With daylight savings now making our evenings warmer and brighter, what should we consider for our outdoor living spaces?
Indoor-outdoor flow is one thing Kiwis love about our summers. Gone are the days where the architects put kitchens on the south side of the house. Now our kitchens are at the forefront of living spaces, so consider maximising flow and space and extending this idea outside. Set this up like you would inside, and consider situating the barbecue in good proximity to family and guests you are cooking for as well as whether there is appropriate shelter from the wind and sun.
When choosing outdoor furniture and accessories, do we need to match the colour palette that we have in our interiors or is this a good place to add more colour?
When choosing outdoor furniture, it is good to continue the feel of the design theme you have within the rest of your home. However, a nice way to add colour is with cushion scarabs and scatter cushions, bean bags and accessories like an outdoor dining set or placemats. These can be changed yearly for a different aesthetic if desired.
What are your tips for creating an outdoor kitchen/barbecue area?
At Armstrong Interiors we have experience with designing outdoor barbecue areas. Using UV-based materials and hardwearing options for extreme weather elements is a must. Outdoor kitchen taps and sinks all need to be of marine quality. Fireplaces also complement and tie in the materials, scales and proportions for an overall timeless design.
What are some exterior must-haves for summer?
It is more and more popular to have an outdoor seating/lounge area. I recommend either a modular sofa with side tables and a centre table, or two outdoor sofas of the same size and a couple of matching chairs and perhaps an outdoor rug. The idea is to treat this like an outdoor room – keep the space intimate and not too spread out. Have some big blankets on-hand ready to wrap around yourself when the nights become a bit cooler in temperature.
Spring is the season of transformation when it comes to our humble abode. But according to award-winning interior designer Angelique Armstrong from Armstrong Interiors, this season is about so much more than the archetypal spring clean.
With spring finally here, what does this mean from an interior design perspective?
Consider your family – how do they want to live, what makes them feel good, what do they need to improve about their living space and minds? The arrival of spring brings freshness, fragrance and finally opening the doors to let the sunshine in. So a nice way to freshen up your home is to have a good tidy up of things you have accumulated during winter. It’s a chance to simplify your bench tops and re-style your furniture layout. Your interiors have the power to change your mood.
After winter’s heavy throws and blankets, how do we style beds for spring?
This is a nice time to take the darker, moody, warm tones away and replace them with soft greys and whites. We still need warmth, so maybe change things up with a lighter throw on the end of the bed and new cushions. Try sleeping in linen sheets; this will be lovely change.

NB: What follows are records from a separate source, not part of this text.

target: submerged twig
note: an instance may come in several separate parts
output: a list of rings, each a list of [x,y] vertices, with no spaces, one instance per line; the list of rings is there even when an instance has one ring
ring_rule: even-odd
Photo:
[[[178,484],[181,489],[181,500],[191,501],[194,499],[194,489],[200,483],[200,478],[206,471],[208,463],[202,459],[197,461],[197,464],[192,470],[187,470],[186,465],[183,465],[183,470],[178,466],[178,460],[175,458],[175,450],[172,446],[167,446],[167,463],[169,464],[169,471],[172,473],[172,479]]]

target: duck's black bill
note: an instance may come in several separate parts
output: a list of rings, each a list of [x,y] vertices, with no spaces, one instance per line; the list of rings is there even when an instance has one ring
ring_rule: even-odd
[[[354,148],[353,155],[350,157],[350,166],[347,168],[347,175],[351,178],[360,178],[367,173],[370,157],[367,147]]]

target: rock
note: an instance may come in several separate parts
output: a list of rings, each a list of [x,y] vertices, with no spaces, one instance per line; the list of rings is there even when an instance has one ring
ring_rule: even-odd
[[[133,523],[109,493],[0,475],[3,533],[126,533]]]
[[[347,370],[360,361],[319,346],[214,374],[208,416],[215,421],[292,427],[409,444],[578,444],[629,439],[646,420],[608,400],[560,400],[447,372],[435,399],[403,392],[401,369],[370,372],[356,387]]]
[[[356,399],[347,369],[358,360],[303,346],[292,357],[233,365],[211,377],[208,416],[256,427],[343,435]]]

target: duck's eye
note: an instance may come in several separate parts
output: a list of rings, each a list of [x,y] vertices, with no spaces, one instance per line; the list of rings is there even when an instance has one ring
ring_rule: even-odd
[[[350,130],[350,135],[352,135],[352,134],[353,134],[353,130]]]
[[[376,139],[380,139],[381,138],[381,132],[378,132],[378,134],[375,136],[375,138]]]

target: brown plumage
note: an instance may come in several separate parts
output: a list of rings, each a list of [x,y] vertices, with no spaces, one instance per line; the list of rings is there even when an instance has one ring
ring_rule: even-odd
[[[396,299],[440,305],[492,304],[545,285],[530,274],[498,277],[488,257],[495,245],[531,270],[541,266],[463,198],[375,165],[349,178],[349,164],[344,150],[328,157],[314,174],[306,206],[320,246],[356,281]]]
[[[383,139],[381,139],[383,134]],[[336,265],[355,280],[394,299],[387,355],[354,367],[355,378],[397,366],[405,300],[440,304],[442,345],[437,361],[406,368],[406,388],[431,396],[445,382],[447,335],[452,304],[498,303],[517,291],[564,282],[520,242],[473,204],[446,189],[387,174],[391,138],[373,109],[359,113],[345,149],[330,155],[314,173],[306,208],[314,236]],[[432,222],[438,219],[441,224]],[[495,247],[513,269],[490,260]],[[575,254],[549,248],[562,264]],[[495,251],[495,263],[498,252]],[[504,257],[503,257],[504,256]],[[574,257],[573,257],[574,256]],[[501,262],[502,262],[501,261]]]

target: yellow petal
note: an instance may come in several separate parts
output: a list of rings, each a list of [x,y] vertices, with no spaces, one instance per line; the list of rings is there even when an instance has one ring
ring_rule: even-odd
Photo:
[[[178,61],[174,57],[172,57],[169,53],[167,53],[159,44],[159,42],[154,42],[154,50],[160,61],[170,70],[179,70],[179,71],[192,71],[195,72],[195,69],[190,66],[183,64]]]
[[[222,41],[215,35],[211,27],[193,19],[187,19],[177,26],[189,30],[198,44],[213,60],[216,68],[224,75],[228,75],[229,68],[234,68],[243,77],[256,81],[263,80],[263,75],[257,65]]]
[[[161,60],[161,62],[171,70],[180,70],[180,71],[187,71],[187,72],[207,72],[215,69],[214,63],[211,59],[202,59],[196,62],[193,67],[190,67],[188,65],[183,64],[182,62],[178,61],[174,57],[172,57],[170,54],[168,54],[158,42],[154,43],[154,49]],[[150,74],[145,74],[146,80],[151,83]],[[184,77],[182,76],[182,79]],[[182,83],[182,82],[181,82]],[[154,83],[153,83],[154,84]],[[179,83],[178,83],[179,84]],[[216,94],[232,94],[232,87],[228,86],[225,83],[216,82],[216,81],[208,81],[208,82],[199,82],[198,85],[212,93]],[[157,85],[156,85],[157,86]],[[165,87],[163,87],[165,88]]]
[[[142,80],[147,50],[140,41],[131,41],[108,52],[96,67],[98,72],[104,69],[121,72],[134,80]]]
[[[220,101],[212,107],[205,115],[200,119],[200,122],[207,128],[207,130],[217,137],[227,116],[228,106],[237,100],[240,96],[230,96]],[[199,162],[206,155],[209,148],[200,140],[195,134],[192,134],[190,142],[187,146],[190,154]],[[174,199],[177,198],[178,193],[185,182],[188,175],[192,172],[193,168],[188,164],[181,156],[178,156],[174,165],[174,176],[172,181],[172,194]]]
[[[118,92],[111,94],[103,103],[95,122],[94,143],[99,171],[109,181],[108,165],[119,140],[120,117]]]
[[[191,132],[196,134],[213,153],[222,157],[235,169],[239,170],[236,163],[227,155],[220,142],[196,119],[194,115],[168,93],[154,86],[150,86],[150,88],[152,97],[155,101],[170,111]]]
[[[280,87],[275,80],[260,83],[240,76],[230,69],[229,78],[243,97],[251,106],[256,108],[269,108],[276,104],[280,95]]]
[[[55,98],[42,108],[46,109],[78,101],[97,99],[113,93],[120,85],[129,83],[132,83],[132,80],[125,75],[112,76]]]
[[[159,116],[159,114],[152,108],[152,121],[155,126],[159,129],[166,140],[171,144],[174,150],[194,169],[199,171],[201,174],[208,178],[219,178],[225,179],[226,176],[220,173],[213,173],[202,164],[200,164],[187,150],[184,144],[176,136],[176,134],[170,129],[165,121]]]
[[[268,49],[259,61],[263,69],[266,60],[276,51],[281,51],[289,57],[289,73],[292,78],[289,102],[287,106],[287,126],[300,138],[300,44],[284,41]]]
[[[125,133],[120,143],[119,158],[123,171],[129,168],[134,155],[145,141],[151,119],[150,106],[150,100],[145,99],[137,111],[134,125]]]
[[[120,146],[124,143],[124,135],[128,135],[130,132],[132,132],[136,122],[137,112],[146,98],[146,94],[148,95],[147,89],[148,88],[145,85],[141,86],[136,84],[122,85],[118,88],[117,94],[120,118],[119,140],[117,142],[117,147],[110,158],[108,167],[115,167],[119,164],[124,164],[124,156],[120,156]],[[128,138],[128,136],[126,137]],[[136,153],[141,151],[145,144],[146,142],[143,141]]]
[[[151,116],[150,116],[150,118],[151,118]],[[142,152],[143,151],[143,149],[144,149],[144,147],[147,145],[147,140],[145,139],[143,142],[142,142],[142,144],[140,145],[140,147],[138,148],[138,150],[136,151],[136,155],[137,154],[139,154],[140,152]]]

With the end of the year fast approaching, when is the best time to get started on home projects?
Spring is always a busy time, coming into the silly season, with Labour Weekend and Show Week just around the corner. Easy yet effective changes include adding cushions, painting a room (a cost-effective way to get a fabulous new feel), changing accessories or new curtains to instantly change the feel.
We have been spoilt with choice of colours over the winter with mustards, oranges and dark greens. What colour trends are we looking at for spring?
I have just painted and restyled my own bedroom for spring. I used Resene Quarter Rice Cake. This is a creamy white; warm and fresh. Great for villas or for someone looking for more than just white. I have accessorised with a soft floral pot plant, new cushions on my bed in Liberty Florian, with piped edge and backing in velvet, and very soft dove grey linen duvet and white sheets. Feminine colour tones and patterns. This summer, florals are in and I was in the mood for ‘soft and pretty’.